Over the next several decades, the exact cause of typhoid remained elusive and contested. As late as 1910, the Minnesota Board of Health insisted that drinking water was not the primary cause of typhoid. Instead, Minneapolis officials attributed the spread of typhoid to the ‘Three F’s,’: fingers, food, and flies. Minneapolis’ decision to focus on augmenting water infrastructure as a response to typhoid outbreaks was the result of two separate phenomena. On the one hand, a fundamental misunderstanding of disease causation shaped city officials’ response to typhoid and drove them to orchestrate a transition of water source from the ground water running beneath the city and accessed by wells to the Mississippi, a water source which was removed from the city. On the other hand, Minneapolis’ decision to develop water infrastructure was the result of apprehension over acknowledging a link between typhoid and municipal water which had the potential to jeopardize the reputation of Minneapolis as a sanitary city.

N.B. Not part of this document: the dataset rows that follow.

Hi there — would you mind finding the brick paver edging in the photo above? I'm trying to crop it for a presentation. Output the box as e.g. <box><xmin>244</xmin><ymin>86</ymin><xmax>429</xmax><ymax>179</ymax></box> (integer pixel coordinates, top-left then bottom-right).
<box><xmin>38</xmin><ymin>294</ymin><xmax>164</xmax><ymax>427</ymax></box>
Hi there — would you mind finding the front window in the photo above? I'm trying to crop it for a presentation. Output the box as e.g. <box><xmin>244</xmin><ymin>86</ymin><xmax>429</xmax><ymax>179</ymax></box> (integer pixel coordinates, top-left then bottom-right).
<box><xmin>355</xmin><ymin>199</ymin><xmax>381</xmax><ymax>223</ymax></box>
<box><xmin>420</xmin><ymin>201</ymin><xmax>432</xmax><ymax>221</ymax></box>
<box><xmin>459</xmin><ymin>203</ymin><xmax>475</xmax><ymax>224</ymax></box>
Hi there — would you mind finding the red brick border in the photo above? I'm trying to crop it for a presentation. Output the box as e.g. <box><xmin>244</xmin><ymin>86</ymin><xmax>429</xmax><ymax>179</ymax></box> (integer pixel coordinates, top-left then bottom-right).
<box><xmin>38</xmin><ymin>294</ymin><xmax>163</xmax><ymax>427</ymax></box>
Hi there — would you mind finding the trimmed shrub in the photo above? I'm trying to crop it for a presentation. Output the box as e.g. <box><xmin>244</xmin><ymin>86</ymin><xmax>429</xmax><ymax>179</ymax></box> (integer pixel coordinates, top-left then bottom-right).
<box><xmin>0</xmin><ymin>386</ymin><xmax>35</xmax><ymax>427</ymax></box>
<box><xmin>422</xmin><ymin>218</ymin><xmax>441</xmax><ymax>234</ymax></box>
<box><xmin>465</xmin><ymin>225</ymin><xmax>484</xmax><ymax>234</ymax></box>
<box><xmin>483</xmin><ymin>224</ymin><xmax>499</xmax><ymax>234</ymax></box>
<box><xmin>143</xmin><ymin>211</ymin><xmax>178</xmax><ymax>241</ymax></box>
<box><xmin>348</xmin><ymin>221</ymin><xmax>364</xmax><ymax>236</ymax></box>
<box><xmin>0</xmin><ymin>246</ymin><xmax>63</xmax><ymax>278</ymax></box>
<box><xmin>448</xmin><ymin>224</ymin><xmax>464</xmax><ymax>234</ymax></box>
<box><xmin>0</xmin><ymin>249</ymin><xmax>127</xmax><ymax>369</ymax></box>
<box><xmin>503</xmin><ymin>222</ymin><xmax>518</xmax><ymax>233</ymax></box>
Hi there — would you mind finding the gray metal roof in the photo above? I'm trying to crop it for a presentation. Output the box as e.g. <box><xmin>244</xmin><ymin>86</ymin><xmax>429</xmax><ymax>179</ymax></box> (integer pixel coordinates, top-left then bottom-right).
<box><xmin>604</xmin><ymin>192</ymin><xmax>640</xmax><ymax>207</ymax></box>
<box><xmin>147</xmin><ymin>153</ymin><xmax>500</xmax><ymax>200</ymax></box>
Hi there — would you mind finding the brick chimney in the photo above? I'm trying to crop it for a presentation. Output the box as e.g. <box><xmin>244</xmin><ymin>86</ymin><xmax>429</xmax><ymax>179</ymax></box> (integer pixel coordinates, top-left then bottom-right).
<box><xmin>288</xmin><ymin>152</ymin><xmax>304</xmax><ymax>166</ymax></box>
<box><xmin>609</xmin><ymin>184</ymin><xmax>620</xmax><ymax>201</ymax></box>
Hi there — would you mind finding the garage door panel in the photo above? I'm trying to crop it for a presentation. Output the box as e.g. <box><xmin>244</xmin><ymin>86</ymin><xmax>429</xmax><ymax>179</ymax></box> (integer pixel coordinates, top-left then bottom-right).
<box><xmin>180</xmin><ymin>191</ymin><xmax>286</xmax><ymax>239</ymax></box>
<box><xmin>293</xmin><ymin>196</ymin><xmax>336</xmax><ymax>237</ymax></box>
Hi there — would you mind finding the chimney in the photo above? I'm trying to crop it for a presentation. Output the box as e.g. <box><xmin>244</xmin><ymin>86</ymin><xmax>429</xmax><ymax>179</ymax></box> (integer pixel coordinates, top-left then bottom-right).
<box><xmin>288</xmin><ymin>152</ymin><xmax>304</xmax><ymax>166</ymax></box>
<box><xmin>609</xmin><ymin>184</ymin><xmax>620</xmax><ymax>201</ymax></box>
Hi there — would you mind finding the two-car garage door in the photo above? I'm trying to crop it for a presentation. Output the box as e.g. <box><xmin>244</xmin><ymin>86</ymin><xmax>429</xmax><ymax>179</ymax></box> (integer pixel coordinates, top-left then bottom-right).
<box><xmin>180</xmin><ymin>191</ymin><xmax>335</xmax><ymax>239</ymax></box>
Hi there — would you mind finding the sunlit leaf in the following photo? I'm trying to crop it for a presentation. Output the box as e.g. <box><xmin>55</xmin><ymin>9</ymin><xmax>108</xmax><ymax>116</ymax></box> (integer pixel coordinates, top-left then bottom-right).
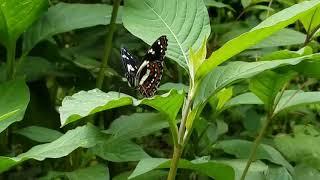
<box><xmin>122</xmin><ymin>0</ymin><xmax>210</xmax><ymax>70</ymax></box>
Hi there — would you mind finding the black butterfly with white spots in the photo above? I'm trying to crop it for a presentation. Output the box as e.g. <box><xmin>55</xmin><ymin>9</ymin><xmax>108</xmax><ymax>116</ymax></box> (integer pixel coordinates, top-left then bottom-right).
<box><xmin>121</xmin><ymin>35</ymin><xmax>168</xmax><ymax>97</ymax></box>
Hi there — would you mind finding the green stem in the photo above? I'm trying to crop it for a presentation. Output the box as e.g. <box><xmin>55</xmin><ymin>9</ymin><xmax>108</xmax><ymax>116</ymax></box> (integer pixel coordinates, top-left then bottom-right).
<box><xmin>96</xmin><ymin>0</ymin><xmax>121</xmax><ymax>89</ymax></box>
<box><xmin>167</xmin><ymin>145</ymin><xmax>183</xmax><ymax>180</ymax></box>
<box><xmin>6</xmin><ymin>43</ymin><xmax>16</xmax><ymax>80</ymax></box>
<box><xmin>266</xmin><ymin>0</ymin><xmax>273</xmax><ymax>18</ymax></box>
<box><xmin>240</xmin><ymin>112</ymin><xmax>273</xmax><ymax>180</ymax></box>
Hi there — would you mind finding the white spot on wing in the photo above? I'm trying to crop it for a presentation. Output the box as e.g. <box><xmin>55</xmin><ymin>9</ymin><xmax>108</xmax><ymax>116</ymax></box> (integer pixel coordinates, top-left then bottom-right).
<box><xmin>127</xmin><ymin>64</ymin><xmax>135</xmax><ymax>72</ymax></box>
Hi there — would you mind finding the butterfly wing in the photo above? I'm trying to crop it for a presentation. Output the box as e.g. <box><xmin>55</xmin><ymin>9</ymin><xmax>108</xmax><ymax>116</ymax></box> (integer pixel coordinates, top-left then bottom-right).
<box><xmin>137</xmin><ymin>36</ymin><xmax>168</xmax><ymax>97</ymax></box>
<box><xmin>120</xmin><ymin>47</ymin><xmax>140</xmax><ymax>87</ymax></box>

As a result of apprehension over reputation, city officials remained recalcitrant in their defense of municipal water quality while directing the focus of typhoid eradication towards expanding the umbrella of water infrastructure. The city championed hygiene and immunization efforts to combat the spread of typhoid. In hindsight, while Minneapolis city officials were doing the right thing by addressing water source, their efforts were misplaced. Instead of improving the safety of water coming from the Mississippi River, city officials focused on phasing out private water sources while expanding the municipal water grid.

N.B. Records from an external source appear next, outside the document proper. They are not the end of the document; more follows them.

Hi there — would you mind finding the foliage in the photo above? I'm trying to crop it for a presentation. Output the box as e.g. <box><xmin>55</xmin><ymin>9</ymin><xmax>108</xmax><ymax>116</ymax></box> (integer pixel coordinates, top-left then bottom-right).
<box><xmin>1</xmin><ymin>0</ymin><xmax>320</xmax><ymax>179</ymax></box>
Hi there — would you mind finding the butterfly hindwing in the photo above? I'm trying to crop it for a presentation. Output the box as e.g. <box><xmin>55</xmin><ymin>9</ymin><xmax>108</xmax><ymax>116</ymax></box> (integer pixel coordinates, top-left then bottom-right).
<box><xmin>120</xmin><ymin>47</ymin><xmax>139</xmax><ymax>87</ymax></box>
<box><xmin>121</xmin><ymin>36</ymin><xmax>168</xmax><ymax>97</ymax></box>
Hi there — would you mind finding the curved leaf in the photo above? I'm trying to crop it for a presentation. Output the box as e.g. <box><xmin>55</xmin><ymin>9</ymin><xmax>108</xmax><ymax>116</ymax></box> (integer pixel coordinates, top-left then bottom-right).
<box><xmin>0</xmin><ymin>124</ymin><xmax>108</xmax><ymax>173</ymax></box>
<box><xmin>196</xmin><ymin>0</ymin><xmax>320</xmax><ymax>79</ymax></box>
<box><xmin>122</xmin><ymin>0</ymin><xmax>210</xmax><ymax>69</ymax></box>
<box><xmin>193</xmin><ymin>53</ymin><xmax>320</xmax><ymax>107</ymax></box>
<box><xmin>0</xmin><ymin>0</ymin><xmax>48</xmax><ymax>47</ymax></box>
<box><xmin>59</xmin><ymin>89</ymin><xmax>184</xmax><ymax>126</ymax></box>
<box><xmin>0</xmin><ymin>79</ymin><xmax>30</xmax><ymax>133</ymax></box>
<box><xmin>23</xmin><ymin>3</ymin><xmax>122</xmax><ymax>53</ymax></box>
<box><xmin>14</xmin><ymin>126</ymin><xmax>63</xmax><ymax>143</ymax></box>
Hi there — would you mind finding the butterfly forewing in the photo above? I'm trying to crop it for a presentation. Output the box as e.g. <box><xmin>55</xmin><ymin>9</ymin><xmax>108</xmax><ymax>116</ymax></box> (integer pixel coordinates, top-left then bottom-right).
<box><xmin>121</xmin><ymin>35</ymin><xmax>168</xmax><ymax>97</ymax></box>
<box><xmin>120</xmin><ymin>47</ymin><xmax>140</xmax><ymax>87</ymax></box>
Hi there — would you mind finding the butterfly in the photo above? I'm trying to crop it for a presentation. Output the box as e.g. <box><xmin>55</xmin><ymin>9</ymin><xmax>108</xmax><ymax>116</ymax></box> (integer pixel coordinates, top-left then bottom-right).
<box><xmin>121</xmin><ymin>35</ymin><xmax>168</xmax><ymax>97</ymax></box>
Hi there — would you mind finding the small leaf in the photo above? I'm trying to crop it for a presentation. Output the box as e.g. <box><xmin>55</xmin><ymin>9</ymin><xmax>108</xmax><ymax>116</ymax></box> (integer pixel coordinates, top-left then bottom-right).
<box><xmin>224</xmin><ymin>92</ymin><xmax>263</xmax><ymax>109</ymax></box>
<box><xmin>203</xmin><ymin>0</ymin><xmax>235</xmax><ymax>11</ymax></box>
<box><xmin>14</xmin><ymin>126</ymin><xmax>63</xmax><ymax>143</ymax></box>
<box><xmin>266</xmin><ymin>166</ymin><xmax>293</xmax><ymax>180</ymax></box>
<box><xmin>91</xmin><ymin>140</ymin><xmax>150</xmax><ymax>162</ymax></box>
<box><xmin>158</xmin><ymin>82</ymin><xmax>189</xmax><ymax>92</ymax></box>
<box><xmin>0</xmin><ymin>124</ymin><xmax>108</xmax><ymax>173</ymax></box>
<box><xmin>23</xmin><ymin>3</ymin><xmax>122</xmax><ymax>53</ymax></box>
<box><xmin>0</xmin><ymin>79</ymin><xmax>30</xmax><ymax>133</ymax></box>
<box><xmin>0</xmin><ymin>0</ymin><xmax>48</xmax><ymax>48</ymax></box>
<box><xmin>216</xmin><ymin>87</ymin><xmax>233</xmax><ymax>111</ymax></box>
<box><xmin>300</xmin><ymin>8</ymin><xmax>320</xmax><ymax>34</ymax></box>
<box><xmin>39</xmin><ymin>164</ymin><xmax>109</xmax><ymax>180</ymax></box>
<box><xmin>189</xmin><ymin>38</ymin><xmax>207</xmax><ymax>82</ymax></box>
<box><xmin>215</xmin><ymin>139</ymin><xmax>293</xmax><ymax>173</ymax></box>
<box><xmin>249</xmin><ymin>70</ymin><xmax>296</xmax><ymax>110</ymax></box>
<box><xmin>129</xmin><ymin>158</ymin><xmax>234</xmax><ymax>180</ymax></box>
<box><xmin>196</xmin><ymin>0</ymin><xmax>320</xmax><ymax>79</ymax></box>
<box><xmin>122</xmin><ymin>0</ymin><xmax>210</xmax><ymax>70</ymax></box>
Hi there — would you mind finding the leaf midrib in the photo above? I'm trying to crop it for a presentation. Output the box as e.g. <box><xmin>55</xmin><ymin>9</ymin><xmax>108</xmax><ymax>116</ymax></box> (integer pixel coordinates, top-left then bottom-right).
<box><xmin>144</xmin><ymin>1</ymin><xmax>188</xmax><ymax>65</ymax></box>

In 1893, following another harrowing typhoid outbreak, the city of Minneapolis established a committee to examine wells. Of more than 1,000 cases of typhoid fever, the committee determined that half resulted from drinking municipal water. Typhoid prevalence was indistinguishable between private wells and the municipally-sponsored Mississippi River. Though the link between pollution in the Mississippi River and typhoid outbreaks throughout Minneapolis was becoming harder to refute, the city postponed infrastructural modifications such as filtration systems because they were unproven and expensive.

By 1902, Minneapolis’ population had reached 225,000, and typhoid outbreaks persisted. With the arrival of bacteriological tests in 1903, the city concluded decisively that its current water source was in fact dangerously polluted. The first response was to change the locations of water pumps along the Mississippi River to move them more upstream of the sewage being discharged into the river.

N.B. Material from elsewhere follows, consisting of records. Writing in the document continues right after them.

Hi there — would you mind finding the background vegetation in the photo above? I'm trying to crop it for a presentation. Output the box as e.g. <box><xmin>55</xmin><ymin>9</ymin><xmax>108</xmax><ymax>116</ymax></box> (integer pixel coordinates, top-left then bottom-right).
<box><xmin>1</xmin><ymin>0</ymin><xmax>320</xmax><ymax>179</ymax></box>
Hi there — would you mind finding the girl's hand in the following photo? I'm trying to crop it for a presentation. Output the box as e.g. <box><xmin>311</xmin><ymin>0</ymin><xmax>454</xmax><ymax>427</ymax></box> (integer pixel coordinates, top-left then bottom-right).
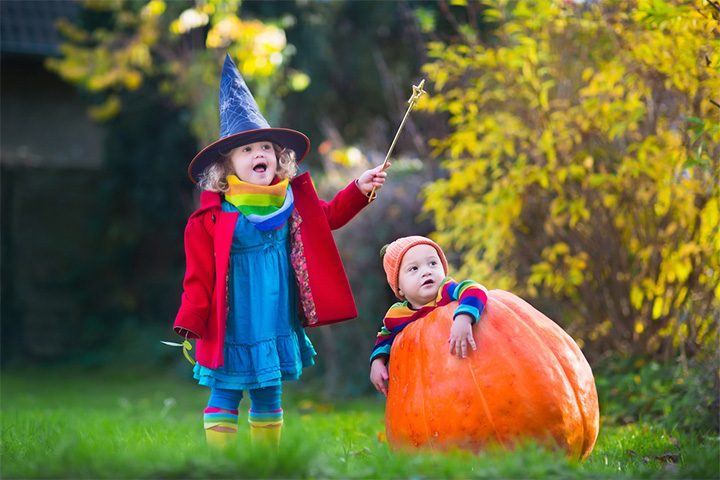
<box><xmin>449</xmin><ymin>313</ymin><xmax>476</xmax><ymax>358</ymax></box>
<box><xmin>356</xmin><ymin>163</ymin><xmax>391</xmax><ymax>197</ymax></box>
<box><xmin>370</xmin><ymin>358</ymin><xmax>390</xmax><ymax>396</ymax></box>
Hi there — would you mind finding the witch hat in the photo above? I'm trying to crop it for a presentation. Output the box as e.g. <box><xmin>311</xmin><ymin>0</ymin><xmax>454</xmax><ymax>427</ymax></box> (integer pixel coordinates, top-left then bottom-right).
<box><xmin>188</xmin><ymin>54</ymin><xmax>310</xmax><ymax>183</ymax></box>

Despite these modifications, typhoid persisted and city officials realized that Minneapolis was not the sole city that piped waste into the Mississippi. Moving pumps upstream of where Minneapolis pumped its waste had no effect on the waste coming from upstream industries and cities. The realization that the Mississippi River carried pollution farther downstream than was previously understood gave rise to an initiative to install a sand filtration mechanism for Minneapolis’ water pumps.

Altering the established two-pipe infrastructure built to deposit waste and collect water from the same area was impossible. Instead, the city had to focus on addressing the source of its water. Yet even after city officials realized what they could do to prevent typhoid outbreaks, the cost of infrastructure modification prevented an immediate response. It wasn’t until 1913 that the first purification plant was opened.